What is PRP (Platelet-Rich Plasma)?
PRP is a type of injection that is directed specifically into the affected area, in this case, either your hip or knee joint. You may have heard of people going for prolotherapy or cortisone shots and PRP is a very similar procedure. With a PRP injection, first, you have your own blood drawn and specially prepared so that only the plasma (a part of your blood containing platelets) remains. This part of your blood contains a lot of growth factors, so essentially a concentrated amount of your body’s own healing-stimulating chemicals are injected into the damaged joint. The effect of the injection is to restart the inflammation process and facilitate healing. The injections are performed by a highly trained physician and should ideally be completed with ultrasound guidance.
How do I know if I should get a PRP injection?
PRP is not for everyone and there are many components your physiotherapist and family physician will consider before referring you for an injection. Before PRP is considered, you should complete at least three months of conservative care. Conservative care simply means doing the treatments that have been shown by the research to be effective for most people and that are the safest options. For hip and knee OA, this includes weight loss, pain medications, and lower body strengthening exercises. If after three months of conservative care, you are still experiencing significant pain and your day-to-day function is impaired, then your health care team will start to evaluate other options, including a referral for a PRP injection. Even with a PRP injection, it is still important to continue conservative care treatments as PRP is not a cure for hip and knee OA.
What does the research say about PRP injections and are they safe?

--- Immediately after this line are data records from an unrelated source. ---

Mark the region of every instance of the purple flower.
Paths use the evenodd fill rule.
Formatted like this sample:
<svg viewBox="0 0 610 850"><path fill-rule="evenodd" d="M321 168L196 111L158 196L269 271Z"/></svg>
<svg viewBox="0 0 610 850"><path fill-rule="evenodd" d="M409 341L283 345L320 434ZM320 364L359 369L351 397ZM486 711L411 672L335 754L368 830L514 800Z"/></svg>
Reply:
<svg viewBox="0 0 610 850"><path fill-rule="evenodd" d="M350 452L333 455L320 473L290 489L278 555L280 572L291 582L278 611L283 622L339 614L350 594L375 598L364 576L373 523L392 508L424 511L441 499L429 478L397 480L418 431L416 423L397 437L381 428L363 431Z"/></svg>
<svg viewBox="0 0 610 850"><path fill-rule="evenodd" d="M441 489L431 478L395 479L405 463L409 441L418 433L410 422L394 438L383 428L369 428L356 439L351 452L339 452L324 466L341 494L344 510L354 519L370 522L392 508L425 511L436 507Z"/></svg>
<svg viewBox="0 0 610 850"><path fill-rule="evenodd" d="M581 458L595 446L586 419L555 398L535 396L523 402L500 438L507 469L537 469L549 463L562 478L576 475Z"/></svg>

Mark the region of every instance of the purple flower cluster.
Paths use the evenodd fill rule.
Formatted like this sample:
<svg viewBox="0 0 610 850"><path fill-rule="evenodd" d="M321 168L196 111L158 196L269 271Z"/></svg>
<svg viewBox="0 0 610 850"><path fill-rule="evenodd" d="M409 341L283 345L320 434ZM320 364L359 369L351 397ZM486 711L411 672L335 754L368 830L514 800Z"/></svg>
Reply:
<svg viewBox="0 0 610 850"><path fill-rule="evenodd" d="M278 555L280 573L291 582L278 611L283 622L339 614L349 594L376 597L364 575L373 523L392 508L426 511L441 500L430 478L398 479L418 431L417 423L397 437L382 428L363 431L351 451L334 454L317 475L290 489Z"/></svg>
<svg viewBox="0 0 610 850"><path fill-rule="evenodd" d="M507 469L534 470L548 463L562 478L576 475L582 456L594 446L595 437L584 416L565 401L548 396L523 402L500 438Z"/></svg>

PRP is still quite a new area of research, meaning there is not enough evidence out there to make clear recommendations. However, the existing evidence appears supportive of PRP for decreasing pain and improving hip and knee function. There are particularly promising results for knee OA. Other considerations are that PRP is not covered by health insurance. As such, you are required to pay for the injection independently and one injection costs around $500. As for safety, adverse events do occur with PRP injections, the most common being increased pain during and for several days after the injection. Other more serious adverse events, such as infection, can occur but are very rare.
That’s a lot of information to consider! What are the key points?
- Before considering PRP, make sure you have completed at least three months of conservative treatment (lower body strengthening exercises, weight-loss, and low-grade pain medications) guided by your family physician and physiotherapist. This is the safest option and they are strongly supported by research.
- If your knee or hip OA is still significantly painful and is impacting your day-to-day activities, consider asking your family physician or physiotherapists about PRP.
- There are risks and benefits to all procedures so be sure you and your health care team discuss all the options before proceeding with a PRP injection.
- The research on PRP is limited; however, an increasing number of studies have shown positive effects for decreasing hip and knee pain as well as improving function and mobility.